White Cliff Minerals is primed to get boots on the ground at its Great Bear Lake project in Canada’s Northwest Territories, with a comprehensive data review identifying a slew of priority multi-mineral targets. Management has highlighted its Thompson, Hunter Bay, Sparkplug Lake and Spud Bay prospects as high priorities and found evidence of potential IOCG mineralisation at its southern Luv Lake, OMNI and HD44 areas.
White Cliff Minerals is primed to get boots on the ground at its Great Bear Lake project in Canada’s Northwest Territories, with a comprehensive data review identifying a slew of priority multi-mineral targets.
Management has highlighted its Thompson, Hunter Bay, Sparkplug Lake and Spud Bay prospects as high priorities, in addition to finding evidence of potential iron oxide-copper-gold (IOCG) mineralisation at its southern Luv Lake, OMNI and HD44 areas.

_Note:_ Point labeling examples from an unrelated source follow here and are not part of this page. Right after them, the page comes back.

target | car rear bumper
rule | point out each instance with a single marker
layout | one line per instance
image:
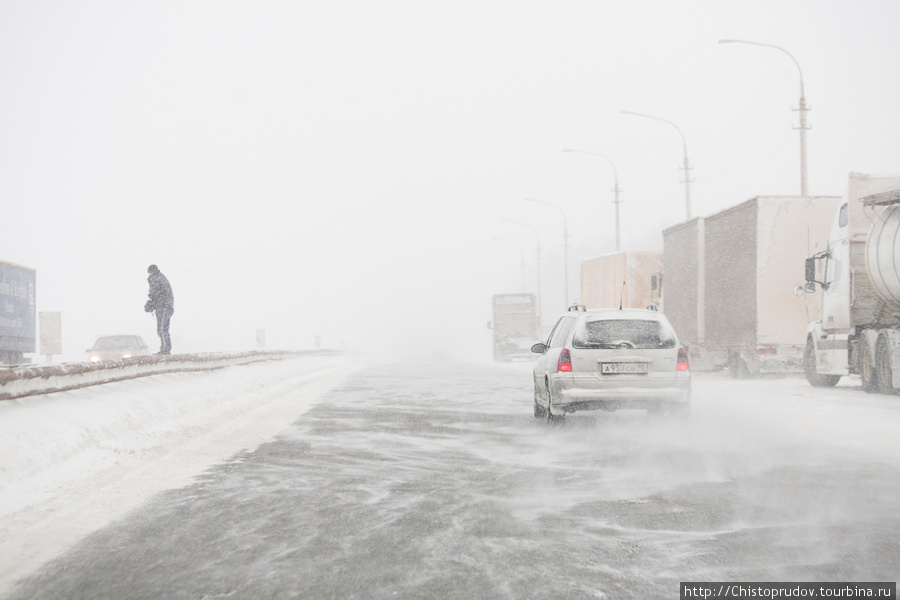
(573, 395)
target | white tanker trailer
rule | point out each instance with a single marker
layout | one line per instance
(859, 276)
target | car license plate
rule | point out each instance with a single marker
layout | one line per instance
(623, 368)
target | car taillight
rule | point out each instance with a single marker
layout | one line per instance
(682, 360)
(565, 361)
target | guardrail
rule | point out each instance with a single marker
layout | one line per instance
(18, 382)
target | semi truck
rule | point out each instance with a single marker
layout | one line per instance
(623, 279)
(17, 313)
(515, 326)
(858, 275)
(728, 282)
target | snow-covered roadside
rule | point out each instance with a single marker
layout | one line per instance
(72, 461)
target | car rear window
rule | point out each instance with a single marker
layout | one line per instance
(612, 333)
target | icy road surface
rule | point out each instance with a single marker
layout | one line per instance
(436, 482)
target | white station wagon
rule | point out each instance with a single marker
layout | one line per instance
(609, 359)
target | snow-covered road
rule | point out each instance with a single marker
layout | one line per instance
(72, 461)
(436, 481)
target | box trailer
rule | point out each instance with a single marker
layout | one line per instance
(621, 279)
(729, 282)
(515, 326)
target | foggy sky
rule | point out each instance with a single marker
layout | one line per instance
(340, 168)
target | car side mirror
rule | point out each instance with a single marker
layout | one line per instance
(810, 269)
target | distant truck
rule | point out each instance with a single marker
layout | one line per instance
(17, 313)
(859, 277)
(728, 282)
(515, 326)
(623, 279)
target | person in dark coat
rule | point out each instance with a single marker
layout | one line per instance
(162, 302)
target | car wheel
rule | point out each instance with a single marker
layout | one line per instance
(539, 411)
(883, 369)
(551, 418)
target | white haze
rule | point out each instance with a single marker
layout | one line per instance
(340, 169)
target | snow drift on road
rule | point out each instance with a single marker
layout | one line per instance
(72, 461)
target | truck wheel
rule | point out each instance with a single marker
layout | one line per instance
(867, 371)
(809, 368)
(883, 367)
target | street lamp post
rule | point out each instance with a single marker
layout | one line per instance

After combining information from the Northwest Territories Geological Survey online database and digitised geographic information system software, in addition to historic sampling results, the company believes Great Bear Lake holds vast potential for polymetallic discoveries using modern exploration techniques.
Thompson is a high-grade polymetallic area where previous rock chips delivered impressive results including 14.15 per cent uranium oxide, 6.22 grams per tonne gold and 122g/t silver. The site sits south of the historic Echo Bay and Eldorado mines in a region that prior to 1982 produced 13.7 million pounds of uranium oxide, 34.2 million ounces of refined silver and more than 11.3 million pounds of copper with associated gold credits.
Eldorado is considered to be the first mine in the Northwest Territories to have radium and silver as the original metals of interest. Uranium became the target resource in 1942, followed by silver and copper from 1975.
The historic Echo Bay mine is adjacent to Eldorado and produced more than 23.5 million ounces of silver and 4505 tonnes of copper between 1964 and 1974.
Management says the Thompson area was previously drilled with three shallow holes that returned a 5.5m hit grading 1.73 per cent copper and 23.9g/t silver. Additional rock chip assays include 7.5 per cent copper, 1.63 per cent uranium oxide, 729g/t silver and 1.56g/t gold.
Hunter Bay sits along strike from the Sloan deposit that was identified in 1956 and held a non-JORC resource estimate of 100,000 tonnes going a whopping 8.4 per cent copper.
Previous drilling delivered a 27.28m section reading 7.92 per cent copper. A limited sampling campaign back in 2006 revealed assays up to 1.69 per cent copper and 321 parts per million uranium oxide.
Sparkplug Lake recorded solid previous grab samples up to 8.28g/t gold, 44g/t silver and 3.97 per cent copper. Historic sampling shows gold-copper mineralisation within quartz veins, interpreted as the epithermal expression of an underlying IOCG system.
Spud Bay sits along strike from the former Bonanza silver mine where samples returned assays of 11.7 per cent copper, 8.3 per cent zinc and 1330g/t silver from a campaign conducted by Alberta Star back in 2008.
White Cliff Minerals managing director Troy Whittaker said: “Given the target-rich environment and different advancing stages of exploration across the Project, the Company is now in an envious position where it can progress and develop a pipeline of targets.”
The latest data review has also identified Luv Lake that sits just 8km north-east of the historic Terra silver mine. Management says the prospect is a 3-square-kilometre IOCG target that previously returned rock chip results up to 10.4 per cent copper and 23g/t silver.
Two additional IOCG areas of interest have been identified at OMNI to the south-west of Luv Lake and HD44, just 5km south-west of the Terra mine. Notable prior rock chip results at OMNI went as high as 5.4 per cent copper and 4g/t gold, while an earlier campaign at HD44 produced assays of 2.18 per cent copper, 1.95 per cent cobalt and 22.26 per cent bismuth.
White Cliff says its datasets take in historic, but high-quality records, which it has digitised and integrated with its geographic information system (GIS). GIS enables every data point to be located on a map so a wide range of parameters can be analysed to identify geographic, geochemical and geological trends and their interconnections.
With its 2024 field campaign set to kick off imminently and with gold and uranium prices holding their value, in addition to the start of a copper resurgence, all eyes will be on what White Cliff can unveil during its multi-mineral mission in the Northwest Territories.